Physical Benefits of Gardening
The CDC states gardening is an excellent way to get physical activity. Active people are less likely than inactive people to be obese or have high blood pressure, type 2 diabetes, osteoporosis, heart disease, stroke, depression, colon cancer, and premature death.
· Gardening for at least 2½ hours a week raises your breathing and heart rates and strengthens your muscles. If you have been inactive, start out with just a few minutes of physical activity each day. Gradually build up time and intensity.
· People may be more likely to stick with gardening rather than the gym. Exercise for exercise sake can be tedious and boring but gardening produces real outcomes. Movements are natural and normal.
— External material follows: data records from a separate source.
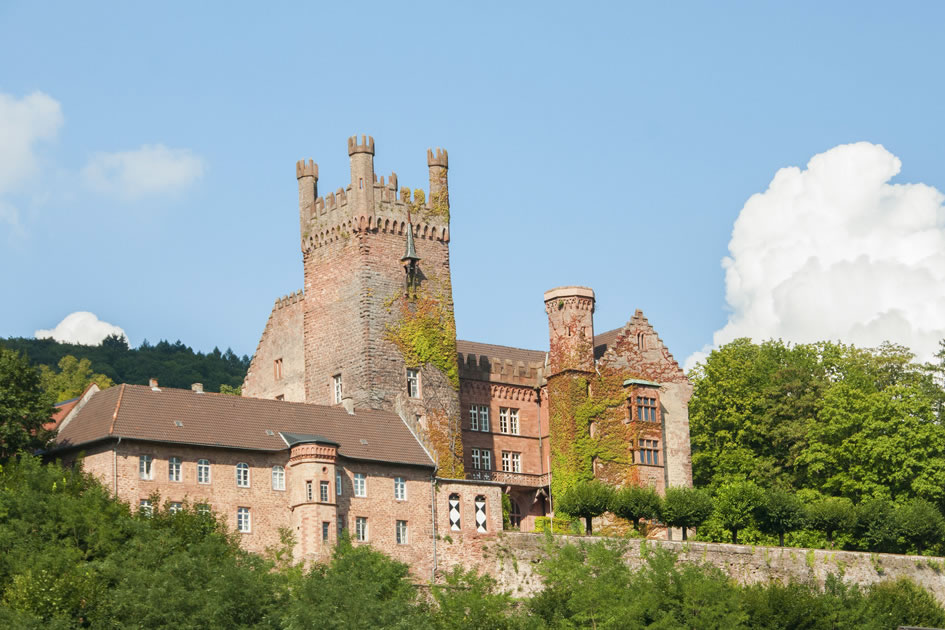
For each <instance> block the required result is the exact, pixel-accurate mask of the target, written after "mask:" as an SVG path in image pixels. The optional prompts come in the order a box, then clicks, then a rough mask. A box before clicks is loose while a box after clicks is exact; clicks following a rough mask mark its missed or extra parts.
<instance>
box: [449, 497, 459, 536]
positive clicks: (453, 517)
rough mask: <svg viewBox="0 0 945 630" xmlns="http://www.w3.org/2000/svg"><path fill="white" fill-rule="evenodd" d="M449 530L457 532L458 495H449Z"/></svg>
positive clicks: (457, 527)
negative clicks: (449, 512) (449, 508)
mask: <svg viewBox="0 0 945 630" xmlns="http://www.w3.org/2000/svg"><path fill="white" fill-rule="evenodd" d="M450 529H451V530H453V531H456V532H458V531H459V495H458V494H451V495H450Z"/></svg>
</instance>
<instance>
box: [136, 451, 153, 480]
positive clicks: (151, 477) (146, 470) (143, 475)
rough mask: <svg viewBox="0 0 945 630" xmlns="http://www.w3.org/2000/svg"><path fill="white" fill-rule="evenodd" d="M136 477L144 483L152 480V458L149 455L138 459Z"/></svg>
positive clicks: (152, 461) (149, 455)
mask: <svg viewBox="0 0 945 630" xmlns="http://www.w3.org/2000/svg"><path fill="white" fill-rule="evenodd" d="M138 476H139V477H140V478H142V479H144V480H146V481H151V480H152V479H154V458H153V457H151V456H150V455H141V456H140V457H138Z"/></svg>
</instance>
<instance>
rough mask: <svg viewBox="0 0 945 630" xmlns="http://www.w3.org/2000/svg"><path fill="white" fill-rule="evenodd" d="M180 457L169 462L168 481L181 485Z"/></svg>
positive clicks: (180, 466) (168, 465) (168, 458)
mask: <svg viewBox="0 0 945 630" xmlns="http://www.w3.org/2000/svg"><path fill="white" fill-rule="evenodd" d="M180 473H181V463H180V457H170V458H168V460H167V480H168V481H173V482H175V483H180V481H181V479H182V477H181V474H180Z"/></svg>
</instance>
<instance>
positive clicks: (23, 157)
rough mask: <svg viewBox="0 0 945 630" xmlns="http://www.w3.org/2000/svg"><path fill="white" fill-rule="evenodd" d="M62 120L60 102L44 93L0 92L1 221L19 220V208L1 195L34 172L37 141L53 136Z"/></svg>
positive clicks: (35, 157)
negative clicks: (19, 94) (18, 92)
mask: <svg viewBox="0 0 945 630" xmlns="http://www.w3.org/2000/svg"><path fill="white" fill-rule="evenodd" d="M62 122H63V117H62V108H61V107H60V105H59V102H58V101H56V100H55V99H54V98H52V97H50V96H49V95H47V94H44V93H42V92H33V93H32V94H29V95H27V96H25V97H23V98H22V99H19V100H17V99H16V98H15V97H13V96H11V95H9V94H3V93H0V222H2V223H8V224H10V225H12V226H17V225H18V224H19V212H18V211H17V209H16V207H15V206H13V205H12V203H11V202H9V201H4V199H3V196H4V195H6V194H7V193H9V192H11V191H13V190H15V189H16V188H17V187H18V186H19V185H21V184H22V182H24V181H25V180H26V179H28V178H29V177H30V176H31V175H33V174H34V173H35V172H36V170H37V164H38V160H37V157H36V153H35V150H36V144H37V143H38V142H39V141H41V140H52V139H53V138H55V137H56V134H57V133H58V131H59V128H60V127H61V126H62Z"/></svg>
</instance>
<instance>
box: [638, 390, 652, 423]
mask: <svg viewBox="0 0 945 630" xmlns="http://www.w3.org/2000/svg"><path fill="white" fill-rule="evenodd" d="M637 420H640V421H642V422H656V421H657V416H656V399H655V398H648V397H646V396H637Z"/></svg>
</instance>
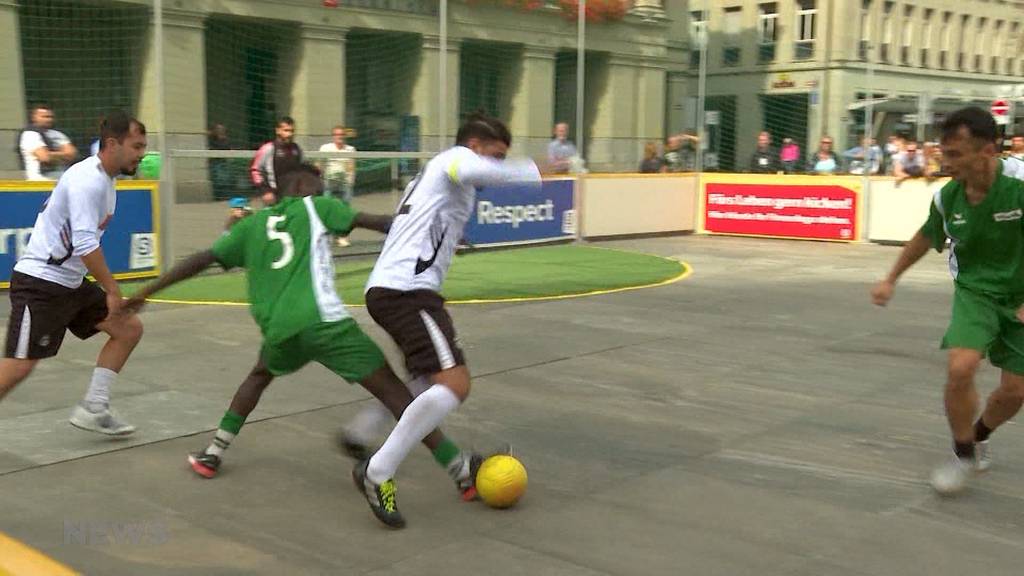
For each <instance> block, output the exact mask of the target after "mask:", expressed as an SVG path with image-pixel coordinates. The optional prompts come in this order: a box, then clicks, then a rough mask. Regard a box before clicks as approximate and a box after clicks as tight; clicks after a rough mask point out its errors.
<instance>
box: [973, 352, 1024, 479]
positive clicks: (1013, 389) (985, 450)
mask: <svg viewBox="0 0 1024 576" xmlns="http://www.w3.org/2000/svg"><path fill="white" fill-rule="evenodd" d="M1022 403H1024V375H1021V374H1014V373H1013V372H1010V371H1008V370H1004V371H1002V375H1001V376H1000V378H999V387H997V388H995V389H994V390H992V394H991V395H989V397H988V401H987V402H986V403H985V411H984V412H982V414H981V417H980V418H978V421H977V422H975V423H974V438H975V447H976V454H975V458H976V459H977V462H978V463H977V469H978V471H979V472H984V471H987V470H988V468H989V467H991V465H992V456H991V453H990V452H989V448H988V437H989V436H991V434H992V433H993V431H994V430H995V428H997V427H999V426H1000V425H1002V424H1004V423H1006V421H1007V420H1009V419H1010V418H1013V417H1014V416H1015V415H1017V412H1019V411H1020V409H1021V404H1022Z"/></svg>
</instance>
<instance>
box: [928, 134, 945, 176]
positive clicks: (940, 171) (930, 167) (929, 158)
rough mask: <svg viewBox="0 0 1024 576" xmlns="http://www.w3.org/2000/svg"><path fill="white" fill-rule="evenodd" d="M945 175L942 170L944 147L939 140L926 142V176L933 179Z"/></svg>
mask: <svg viewBox="0 0 1024 576" xmlns="http://www.w3.org/2000/svg"><path fill="white" fill-rule="evenodd" d="M945 175H946V174H945V173H944V172H943V171H942V147H941V146H940V145H939V142H925V177H926V178H928V181H932V180H934V179H935V178H941V177H942V176H945Z"/></svg>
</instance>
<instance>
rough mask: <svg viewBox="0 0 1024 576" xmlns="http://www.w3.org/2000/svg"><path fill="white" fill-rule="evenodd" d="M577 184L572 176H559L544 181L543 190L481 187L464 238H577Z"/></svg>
mask: <svg viewBox="0 0 1024 576" xmlns="http://www.w3.org/2000/svg"><path fill="white" fill-rule="evenodd" d="M574 184H575V181H574V180H572V179H559V180H545V181H544V183H543V186H542V187H541V188H540V189H538V188H535V187H526V186H507V187H496V188H485V189H481V190H478V191H477V193H476V206H475V207H474V209H473V213H472V214H471V215H470V217H469V222H468V223H467V224H466V230H465V232H464V233H463V238H464V239H465V241H466V242H468V243H469V244H471V245H473V246H500V245H508V244H530V243H535V242H546V241H551V240H564V239H571V238H575V210H574V208H573V206H574V197H573V194H574Z"/></svg>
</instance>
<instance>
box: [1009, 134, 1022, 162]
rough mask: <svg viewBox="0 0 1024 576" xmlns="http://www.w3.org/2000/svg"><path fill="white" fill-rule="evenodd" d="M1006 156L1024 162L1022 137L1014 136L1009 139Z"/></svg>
mask: <svg viewBox="0 0 1024 576" xmlns="http://www.w3.org/2000/svg"><path fill="white" fill-rule="evenodd" d="M1007 156H1010V157H1011V158H1016V159H1017V160H1024V136H1014V137H1013V138H1011V139H1010V152H1009V154H1007Z"/></svg>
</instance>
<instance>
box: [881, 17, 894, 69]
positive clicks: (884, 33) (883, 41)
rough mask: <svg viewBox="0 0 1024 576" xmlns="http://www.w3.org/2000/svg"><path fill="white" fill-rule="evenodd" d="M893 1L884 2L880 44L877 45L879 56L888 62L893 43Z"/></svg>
mask: <svg viewBox="0 0 1024 576" xmlns="http://www.w3.org/2000/svg"><path fill="white" fill-rule="evenodd" d="M895 5H896V3H895V2H886V3H885V4H884V5H883V12H882V45H881V46H880V47H879V58H880V59H881V60H882V61H884V63H886V64H889V55H890V50H891V49H892V48H891V47H892V44H893V27H894V26H895V24H894V23H893V8H894V7H895Z"/></svg>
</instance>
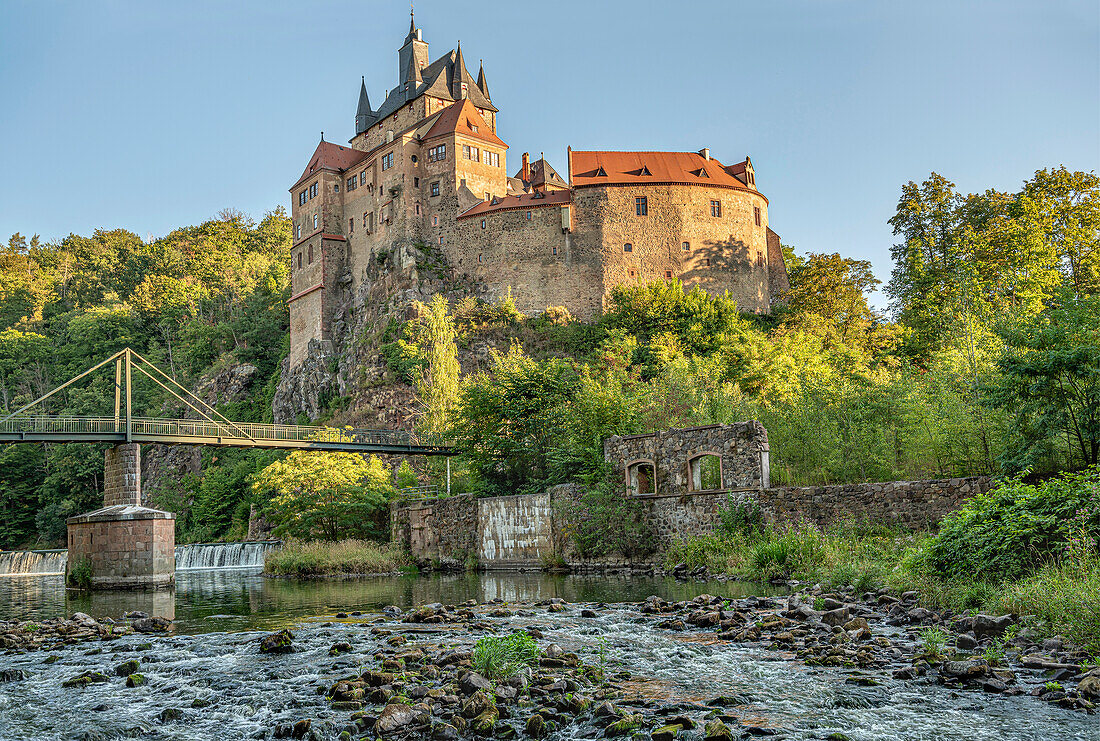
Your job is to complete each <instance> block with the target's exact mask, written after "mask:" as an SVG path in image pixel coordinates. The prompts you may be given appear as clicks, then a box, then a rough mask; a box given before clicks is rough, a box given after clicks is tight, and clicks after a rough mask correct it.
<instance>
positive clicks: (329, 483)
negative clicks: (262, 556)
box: [252, 451, 395, 540]
mask: <svg viewBox="0 0 1100 741" xmlns="http://www.w3.org/2000/svg"><path fill="white" fill-rule="evenodd" d="M390 482H392V477H390V472H389V471H388V469H387V468H386V466H385V465H383V463H382V462H381V461H378V458H376V457H374V456H373V455H372V456H371V457H370V460H363V456H362V455H359V454H356V453H329V452H324V453H316V452H310V451H295V452H293V453H290V454H289V455H288V456H286V458H285V460H283V461H276V462H275V463H272V464H270V465H268V466H267V467H265V468H264V469H263V471H261V472H260V473H259V474H257V475H256V477H255V479H254V480H253V484H252V486H253V490H254V491H255V493H257V494H271V495H272V500H271V505H270V510H271V513H272V517H273V519H274V521H275V522H276V528H275V532H276V534H279V535H292V537H294V538H304V539H315V538H321V539H326V540H340V539H343V538H381V537H383V535H384V534H385V530H384V524H383V521H384V519H385V515H386V506H387V502H388V501H389V499H392V498H393V497H394V495H395V489H394V485H393V484H392V483H390Z"/></svg>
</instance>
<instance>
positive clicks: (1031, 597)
mask: <svg viewBox="0 0 1100 741" xmlns="http://www.w3.org/2000/svg"><path fill="white" fill-rule="evenodd" d="M932 538H933V537H932V535H931V534H930V533H925V532H909V531H904V530H891V529H887V528H869V527H867V526H854V524H843V526H837V527H835V528H831V529H828V530H825V531H822V530H820V529H817V528H814V527H812V526H800V527H793V528H788V529H779V528H770V527H769V528H766V529H763V531H761V532H750V533H744V532H736V531H735V532H728V531H726V532H717V533H713V534H709V535H705V537H702V538H692V539H689V540H683V541H679V542H675V543H673V544H672V545H671V546H670V548H669V550H668V552H667V553H665V558H664V565H665V567H667V568H672V567H673V566H674V565H676V564H680V563H685V564H687V566H689V568H696V567H698V566H706V567H707V569H708V571H709V573H711V574H726V575H729V576H734V577H736V578H740V579H745V580H763V579H772V578H793V579H799V580H801V582H812V583H813V582H820V583H822V584H824V585H825V586H826V587H834V588H838V587H851V588H853V589H854V590H855V591H856V593H857V594H859V593H862V591H869V590H873V589H878V588H880V587H883V586H887V587H889V588H890V589H892V590H893V591H908V590H916V591H917V593H920V595H921V601H922V604H924V605H925V606H927V607H930V608H933V609H943V608H950V609H953V610H956V611H959V612H991V613H996V615H1004V613H1008V612H1013V613H1015V615H1021V616H1024V615H1026V616H1033V618H1032V620H1031V621H1030V622H1029V626H1030V627H1032V628H1034V629H1035V630H1036V631H1038V632H1040V633H1041V634H1043V635H1064V637H1066V638H1068V639H1070V640H1071V641H1074V642H1075V643H1077V644H1079V645H1081V646H1082V648H1085V649H1086V650H1087V651H1089V652H1091V653H1100V553H1098V552H1097V551H1096V549H1095V548H1093V549H1091V550H1090V549H1084V550H1079V551H1078V552H1077V553H1075V554H1067V555H1064V556H1062V557H1060V560H1059V561H1052V562H1051V563H1048V564H1047V565H1045V566H1043V567H1042V568H1038V569H1037V571H1035V572H1034V573H1033V574H1032V575H1030V576H1026V577H1024V578H1018V579H1007V580H1000V582H990V580H981V579H966V578H955V579H953V578H947V577H945V576H944V575H942V574H936V573H934V572H933V571H932V569H931V568H930V566H928V565H927V558H926V553H927V550H928V546H930V543H931V542H932Z"/></svg>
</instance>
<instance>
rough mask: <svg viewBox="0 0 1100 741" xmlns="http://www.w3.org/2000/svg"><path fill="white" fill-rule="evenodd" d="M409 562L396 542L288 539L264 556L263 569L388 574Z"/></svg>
mask: <svg viewBox="0 0 1100 741" xmlns="http://www.w3.org/2000/svg"><path fill="white" fill-rule="evenodd" d="M410 566H411V562H410V560H409V557H408V554H407V553H406V552H405V551H404V550H403V549H400V548H399V546H398V545H396V544H394V543H375V542H372V541H366V540H342V541H337V542H331V541H288V542H287V543H286V544H285V545H284V546H283V548H282V549H281V550H278V551H272V552H271V553H268V554H267V556H266V557H265V558H264V573H265V574H272V575H275V576H340V575H348V574H388V573H392V572H396V571H403V569H406V568H409V567H410Z"/></svg>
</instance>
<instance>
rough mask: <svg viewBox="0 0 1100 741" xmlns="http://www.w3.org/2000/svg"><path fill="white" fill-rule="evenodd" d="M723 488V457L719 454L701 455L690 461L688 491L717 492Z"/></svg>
mask: <svg viewBox="0 0 1100 741" xmlns="http://www.w3.org/2000/svg"><path fill="white" fill-rule="evenodd" d="M720 488H722V457H720V456H719V455H718V454H717V453H711V452H707V453H700V454H698V455H696V456H694V457H693V458H691V460H690V461H687V489H689V490H690V491H715V490H717V489H720Z"/></svg>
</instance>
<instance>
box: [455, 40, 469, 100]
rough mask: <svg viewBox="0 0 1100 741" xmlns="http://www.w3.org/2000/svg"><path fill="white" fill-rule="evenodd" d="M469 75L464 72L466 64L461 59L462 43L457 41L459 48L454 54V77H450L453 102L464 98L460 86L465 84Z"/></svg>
mask: <svg viewBox="0 0 1100 741" xmlns="http://www.w3.org/2000/svg"><path fill="white" fill-rule="evenodd" d="M469 75H470V73H467V71H466V63H465V62H464V60H463V59H462V41H461V40H459V48H458V51H456V52H455V54H454V76H453V77H452V85H453V88H452V89H451V96H452V97H453V98H454V99H455V100H461V99H462V98H465V97H466V96H463V95H462V84H463V82H466V78H467V77H469Z"/></svg>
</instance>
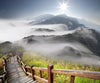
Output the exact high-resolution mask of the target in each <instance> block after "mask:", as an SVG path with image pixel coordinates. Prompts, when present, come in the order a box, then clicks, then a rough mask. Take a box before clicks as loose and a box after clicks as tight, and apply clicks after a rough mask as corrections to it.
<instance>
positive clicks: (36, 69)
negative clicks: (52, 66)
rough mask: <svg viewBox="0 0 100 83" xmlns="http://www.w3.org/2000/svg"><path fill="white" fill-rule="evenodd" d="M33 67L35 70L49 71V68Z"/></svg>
mask: <svg viewBox="0 0 100 83" xmlns="http://www.w3.org/2000/svg"><path fill="white" fill-rule="evenodd" d="M32 69H34V70H41V71H46V72H47V71H48V69H47V68H41V67H33V68H32Z"/></svg>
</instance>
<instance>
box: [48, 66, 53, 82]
mask: <svg viewBox="0 0 100 83" xmlns="http://www.w3.org/2000/svg"><path fill="white" fill-rule="evenodd" d="M52 69H53V65H50V64H49V65H48V83H53V73H52V72H51V70H52Z"/></svg>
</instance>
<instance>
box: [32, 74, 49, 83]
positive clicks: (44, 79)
mask: <svg viewBox="0 0 100 83" xmlns="http://www.w3.org/2000/svg"><path fill="white" fill-rule="evenodd" d="M34 77H35V78H36V79H38V80H40V81H42V82H43V83H48V80H45V79H43V78H40V77H38V76H36V75H35V76H34Z"/></svg>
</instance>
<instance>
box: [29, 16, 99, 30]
mask: <svg viewBox="0 0 100 83" xmlns="http://www.w3.org/2000/svg"><path fill="white" fill-rule="evenodd" d="M29 24H31V25H39V24H66V25H67V26H68V27H69V30H72V29H76V28H77V27H88V28H92V29H95V30H96V31H98V32H100V25H97V24H94V23H92V22H89V21H86V20H84V19H79V18H75V17H69V16H67V15H64V14H62V15H57V16H54V15H50V14H46V15H41V16H39V17H36V18H35V20H33V21H32V22H30V23H29Z"/></svg>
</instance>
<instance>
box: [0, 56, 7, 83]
mask: <svg viewBox="0 0 100 83" xmlns="http://www.w3.org/2000/svg"><path fill="white" fill-rule="evenodd" d="M0 79H1V82H0V83H4V82H5V80H6V79H7V61H6V59H5V58H3V74H2V75H0Z"/></svg>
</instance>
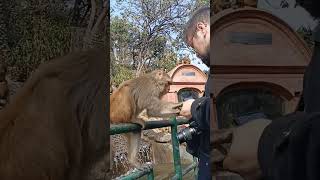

Gripping a weed and pulling it out may be more satisfying than pulling on a resistance band.
· Fresh veggies and fruit are full of antioxidants, good for you plant chemicals that naturally fight disease and increase energy. In addition, produce is low in calories and high in fiber, the perfect formula for fighting obesity.
· Children who garden are more likely to eat more vegetables and try new foods.
Social and Societal Benefits
· Community and individual gardens enhance our neighborhoods. Gardens beautify vacant lots, revitalize communities, and revive parks.
· Community gardens improve social well-being as people work, eat, and play together. Social connections strengthen when folks stand side-by-side to harvest flowers and produce.
· Parents and children benefit spending time away from screens while enjoying the great outdoors together.
Mental Health Benefits
According to gardeningmatters.org, gardening increases mental health and well-being.
· A 2003 study, found that exposure to green space reduces stress and increases a sense of wellness and belonging.
· “A ten percent increase in nearby greenspace was found to decrease a person’s health complaints in an amount equivalent to a five year reduction in that person’s age,” reported a 2006 Trust for the Public Land article.
· Various gardening programs throughout the United States involve veterans, stroke and traumatic brain injury patients, and others. Several studies show that gardening improves recovery rates and helps with rehabilitation.
· A Netherlands study suggests that gardening can fight stress even better than other relaxing leisure activities such as reading. People that gardened reported being in a better mood and had lower levels of the stress hormone cortisol.
· Some studies suggest that soil bacteria (found in soil and fresh produce) helps elevate mood and alleviate depressive symptoms.